I have written the opinion piece in the Health Service Journal published today, which you may not be able to access unless yo subscribe, so here’s an out-take:
The savings that need to be found are attributed to the rising costs of an ageing population and the cost of technology and the medicines bill. As the number of people living longer increases and both medical and surgical interventions increase, of course the bill rises.
But this does not account for much of the huge increase in spend over the past decade. The NHS has been spoilt and efficiency took a back seat while practice variation remained unchecked. Contracts were poorly negotiated and evaluation was neglected, leading to vastly higher costs than anticipated, with no improvement in productivity.

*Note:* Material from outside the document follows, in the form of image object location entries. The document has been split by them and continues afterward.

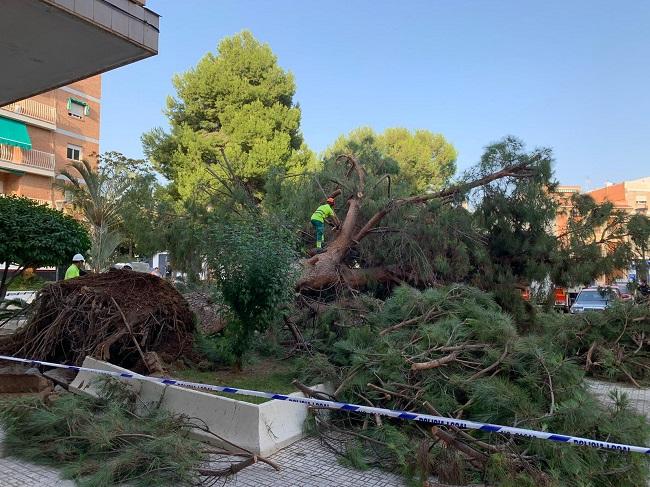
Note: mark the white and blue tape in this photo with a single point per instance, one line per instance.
(410, 416)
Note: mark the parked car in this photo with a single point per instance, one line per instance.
(563, 298)
(595, 299)
(626, 293)
(135, 266)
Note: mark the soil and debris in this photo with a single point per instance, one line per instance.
(117, 316)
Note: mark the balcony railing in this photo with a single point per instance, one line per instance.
(33, 109)
(30, 158)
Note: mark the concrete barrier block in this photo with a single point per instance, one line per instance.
(262, 429)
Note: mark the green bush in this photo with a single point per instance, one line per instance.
(252, 263)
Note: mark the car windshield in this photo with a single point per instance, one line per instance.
(593, 296)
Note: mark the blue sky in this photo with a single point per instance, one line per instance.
(571, 75)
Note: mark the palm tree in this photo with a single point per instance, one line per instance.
(98, 197)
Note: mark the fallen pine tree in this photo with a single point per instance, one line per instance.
(116, 316)
(112, 440)
(612, 345)
(452, 351)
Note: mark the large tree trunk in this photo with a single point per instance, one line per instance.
(326, 270)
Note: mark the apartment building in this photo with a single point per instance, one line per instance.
(40, 135)
(631, 196)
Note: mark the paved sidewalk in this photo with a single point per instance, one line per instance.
(305, 463)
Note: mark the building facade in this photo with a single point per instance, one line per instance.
(628, 196)
(39, 136)
(631, 196)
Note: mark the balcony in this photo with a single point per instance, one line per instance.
(31, 161)
(31, 112)
(52, 43)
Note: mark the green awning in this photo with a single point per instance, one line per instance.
(14, 133)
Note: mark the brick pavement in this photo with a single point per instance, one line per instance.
(305, 463)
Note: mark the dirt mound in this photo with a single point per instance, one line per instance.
(116, 316)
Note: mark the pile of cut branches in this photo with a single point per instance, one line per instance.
(116, 316)
(612, 345)
(452, 351)
(108, 441)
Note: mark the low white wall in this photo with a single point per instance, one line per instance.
(259, 428)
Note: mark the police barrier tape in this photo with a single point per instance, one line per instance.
(425, 418)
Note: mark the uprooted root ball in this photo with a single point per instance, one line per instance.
(105, 315)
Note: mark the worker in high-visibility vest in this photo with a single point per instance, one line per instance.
(322, 213)
(75, 268)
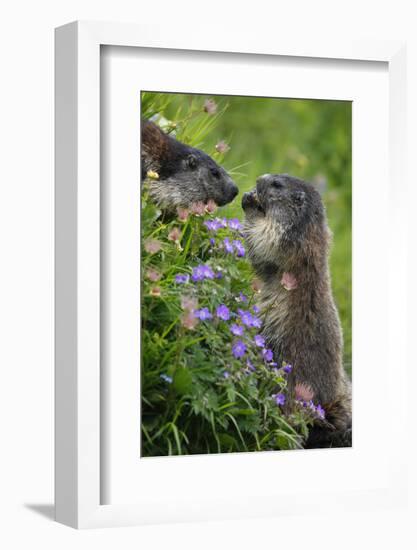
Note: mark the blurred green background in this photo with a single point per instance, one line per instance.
(310, 139)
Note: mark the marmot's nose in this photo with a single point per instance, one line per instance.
(231, 191)
(264, 178)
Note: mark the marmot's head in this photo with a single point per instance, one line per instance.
(285, 224)
(185, 175)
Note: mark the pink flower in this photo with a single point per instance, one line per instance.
(183, 214)
(174, 234)
(152, 246)
(288, 281)
(303, 392)
(211, 206)
(153, 275)
(198, 208)
(256, 285)
(210, 106)
(188, 320)
(222, 147)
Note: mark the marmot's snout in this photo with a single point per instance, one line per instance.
(230, 191)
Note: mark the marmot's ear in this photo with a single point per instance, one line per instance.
(154, 141)
(192, 161)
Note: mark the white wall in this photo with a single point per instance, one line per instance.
(26, 266)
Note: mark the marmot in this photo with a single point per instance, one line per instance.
(288, 243)
(184, 175)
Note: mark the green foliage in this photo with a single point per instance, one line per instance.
(197, 395)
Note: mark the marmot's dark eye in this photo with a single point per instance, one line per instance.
(299, 197)
(192, 161)
(276, 184)
(215, 172)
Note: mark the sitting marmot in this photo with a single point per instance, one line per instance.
(183, 175)
(288, 242)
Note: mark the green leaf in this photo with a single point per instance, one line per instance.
(183, 381)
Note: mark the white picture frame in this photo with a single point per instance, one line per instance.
(78, 405)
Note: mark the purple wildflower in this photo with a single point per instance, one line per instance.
(240, 249)
(213, 225)
(320, 411)
(237, 330)
(245, 317)
(203, 314)
(259, 341)
(279, 398)
(250, 365)
(228, 246)
(202, 272)
(234, 224)
(256, 322)
(182, 279)
(223, 312)
(238, 349)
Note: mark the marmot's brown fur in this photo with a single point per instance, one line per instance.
(288, 242)
(183, 175)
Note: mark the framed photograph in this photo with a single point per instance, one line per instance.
(228, 220)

Power remained in the acute sector, thwarting more care in the community and integration of care pathways. Pensions remained excessive and unreformed. Demand was also fuelled by self care, responsibility and first aid becoming unfashionable in a dependency culture. Unravelling this profligacy is no mean task but has to be done.
Speaking to one senior doctor yesterday he immediately started to ask me whether the new team understand the desperate need to reduce demand. I wrote much more on this in our manifesto. It wasn’t one of the five ‘departmental objectives’ listed by the Permanent Secretary at the end of Andrew Lansley’s welcome reception, but I hope it’s a theme running through them.